I’m sure we’ve all been intrigued by the progress that’s being made on 3D printing organs. If you’re like me, the idea blows you away when you see mention of it on Twitter or you see the concepts on a show like Grey’s Anatomy. The fact that we can 3D print an organ at all is astonishing and provides some really interesting opportunities for research. However, we’re quite a ways from actually being able to 3D print an organ that we can transplant into a human body.
Transplanting a 3D printed organ into a human body is indeed the holy grail of 3D printing organs. There are so many people who die every year as they wait on the organ transplant list (Side Note: Sign up to be a donor). If we could 3D print them an organ, we could possibly save thousands of people’s lives.
While TV shows and mentions on Twitter make it sound pretty easy, a deeper dive into the 3D printing of organs shows how complex the process really is to create a human organ that actually functions. This was incredibly illustrated by this article on 3DPrint.com that talks about the need to not only 3D print the organ, but also to create the vascular network that’s needed to furnish the organ with an ongoing blood supply. Here’s an excerpt from the article:
With that said, there is still one major hurdle to get us from the tiny sheets of 3D printed organ tissue, to that of entire 3D printed organs, which could one day be created by a patient’s own stem cells, and transplanted to save their life. That hurdle is the vascularisation of those organs. Every cell within a human organ, such as the liver, kidney or heart are within a hair’s width of a blood supply. This is an incredibly complex setup, one which up until now, researchers have found to be a nightmare to overcome when dealing with bioprinting. Without an adequate vascular network, the cells would be starved of oxygen, as well as a means to excrete waste, causing them to die and making the printed organs worthless.

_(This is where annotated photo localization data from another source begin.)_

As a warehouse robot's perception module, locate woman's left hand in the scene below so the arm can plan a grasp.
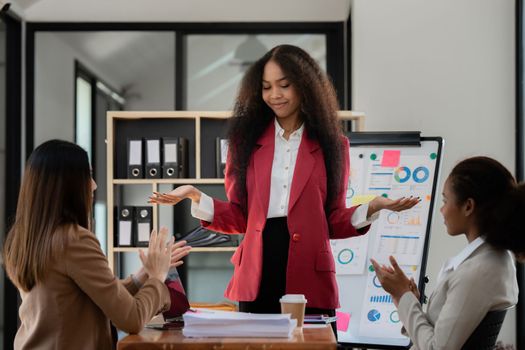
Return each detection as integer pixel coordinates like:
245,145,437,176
367,196,420,218
370,256,412,306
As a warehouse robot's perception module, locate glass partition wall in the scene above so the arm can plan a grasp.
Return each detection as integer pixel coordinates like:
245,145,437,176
27,23,346,304
186,34,326,110
34,30,175,258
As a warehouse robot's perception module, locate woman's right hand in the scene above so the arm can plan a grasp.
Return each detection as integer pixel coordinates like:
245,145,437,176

The rest of the story is always more complex than the headlines. The great part is that in that same article the talk about some work by scientists from the Universities of Sydney, Harvard, Stanford and MIT working together to 3D print a network of stable capillaries. Even the description of the process is complex, but basically they’ve figured out a way to create tiny spaces where blood could flow.
Stories like this are extremely exciting, but also show just how far we have to go before we’ll be able to 3D print an organ. Really amazing work.